This was stated recently delivered by the Executive Director Maritime Labour and Cabotage Services Nigerian Maritime Administration and Safety Agency (NIMASA), Barr. Calistus Nwabueze on the day of the Seafarer marked under the theme: “Seafarer Brought Me…” held at the Transcorp Hotel, Calabar, Cross River State.
Using Seafarer as the reference point, Barr. Nwabueze brought into mind the poor welfare condition of the seafarers at the local and global levels.
He recounted the arduous journeys they undertake, the life of isolation and boredom, their courage and determination that have stood seafarers out as beacon of hope for economic prosperity.
The Executive Director used the occasion to bemoan the nonexistence of a national carrier in Nigeria to cater for the training needs of the seafarers after the liquidation of the Nigerian National Shipping Line (NNSL) in the eighties.
The paper presentation by clement Nwuba (MLCS), on “Seafarer and Work Ethics”, defined seafarers as “unquantifiable catalyst in the development of the great economics of the world”. The paper highlighted the low standard of seafarers in Nigeria which cannot be adjudged to surpass the required standard and traced the reasons to wrong placement on board vessel without clear job delineation, forged or fake certification, compromised safety standard and professional ethics, among others. This Mr. Nwuba said contributed to manpower crisis and therefore mars the cabotage regime in Nigeria.
The paper called for the sustenance of the ongoing efforts in the development and training of the seafarers with a view to turning the industry around.
In a chat with our correspondent at the occasion, the Deputy Director Maritime Labour Services, NIMASA, Mrs. Ego Nwokocha described the day as great and the remarkably set aside for seafarers who make the human element without whom nothing could on their own be moved in and out of the ship around the world. Before now, Mrs. Nwokocha said emphasis has been on the vessels, machineries and materials without any attention on the seafarers, adding that the celebration is in the right direction to give the seafarers the sense of belonging as people who must be a appreciated whose element is the most important leg in the maritime pillar”.
The welfare of seafarers has received a boost in recent time with the coming into effect of the Maritime Labour Convention (MLC) which dwells specially on the welfare, living and working condition of the seafarer. It talks about their welfare, accommodation, working environment, hours of work and bread and as well makes arrangement for repatriation when they die and financial security to Seafarers.

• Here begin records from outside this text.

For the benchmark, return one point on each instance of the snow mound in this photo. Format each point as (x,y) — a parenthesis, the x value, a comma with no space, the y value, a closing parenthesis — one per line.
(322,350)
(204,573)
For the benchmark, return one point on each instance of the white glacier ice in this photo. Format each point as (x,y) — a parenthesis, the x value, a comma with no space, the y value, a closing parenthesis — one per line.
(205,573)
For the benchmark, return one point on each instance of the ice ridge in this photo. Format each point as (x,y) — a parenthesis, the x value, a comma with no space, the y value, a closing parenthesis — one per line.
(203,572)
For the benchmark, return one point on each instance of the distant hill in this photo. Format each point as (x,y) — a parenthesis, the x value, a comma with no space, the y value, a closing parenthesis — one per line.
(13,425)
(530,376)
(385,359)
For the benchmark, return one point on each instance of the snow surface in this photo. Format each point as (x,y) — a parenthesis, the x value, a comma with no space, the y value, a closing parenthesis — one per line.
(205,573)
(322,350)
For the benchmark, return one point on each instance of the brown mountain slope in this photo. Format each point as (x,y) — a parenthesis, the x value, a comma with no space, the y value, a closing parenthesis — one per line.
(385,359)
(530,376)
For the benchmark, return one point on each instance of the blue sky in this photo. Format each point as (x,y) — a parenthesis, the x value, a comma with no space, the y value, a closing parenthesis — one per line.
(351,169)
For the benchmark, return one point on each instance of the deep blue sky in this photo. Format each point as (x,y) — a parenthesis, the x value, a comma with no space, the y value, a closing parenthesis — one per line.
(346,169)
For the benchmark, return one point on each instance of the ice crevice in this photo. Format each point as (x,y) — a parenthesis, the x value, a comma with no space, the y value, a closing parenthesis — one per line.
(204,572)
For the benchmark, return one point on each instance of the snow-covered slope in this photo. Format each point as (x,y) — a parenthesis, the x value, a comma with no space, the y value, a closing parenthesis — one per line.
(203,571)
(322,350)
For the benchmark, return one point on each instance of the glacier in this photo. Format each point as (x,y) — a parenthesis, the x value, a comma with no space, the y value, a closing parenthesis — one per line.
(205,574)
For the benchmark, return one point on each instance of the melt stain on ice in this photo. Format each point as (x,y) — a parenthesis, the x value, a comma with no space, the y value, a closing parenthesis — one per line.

Mrs. Nwokocha used the opportunity to call on Seafarers to step up their game to the international global standard which is compulsory on board all vessels. She called on ship owners to know their obligations in the
MLC, and the seafarers themselves to be conscious of their expectations.
The celebration of seafarers day was set aside by iInternational Maritime Organization (IMO), on every 25th June, to drum up support and appreciation for the seafarers in recognition of their invaluable contributions to international trade and the world economy, often at a great personal risk to themselves and their families.
The day was first celebrated in 2011, following the resolution adopted by the conference of parties to the international convention on standard of training, certification and watch keeping for seafarers (STCW) 1978 held in Manila Philipines in June, 2010.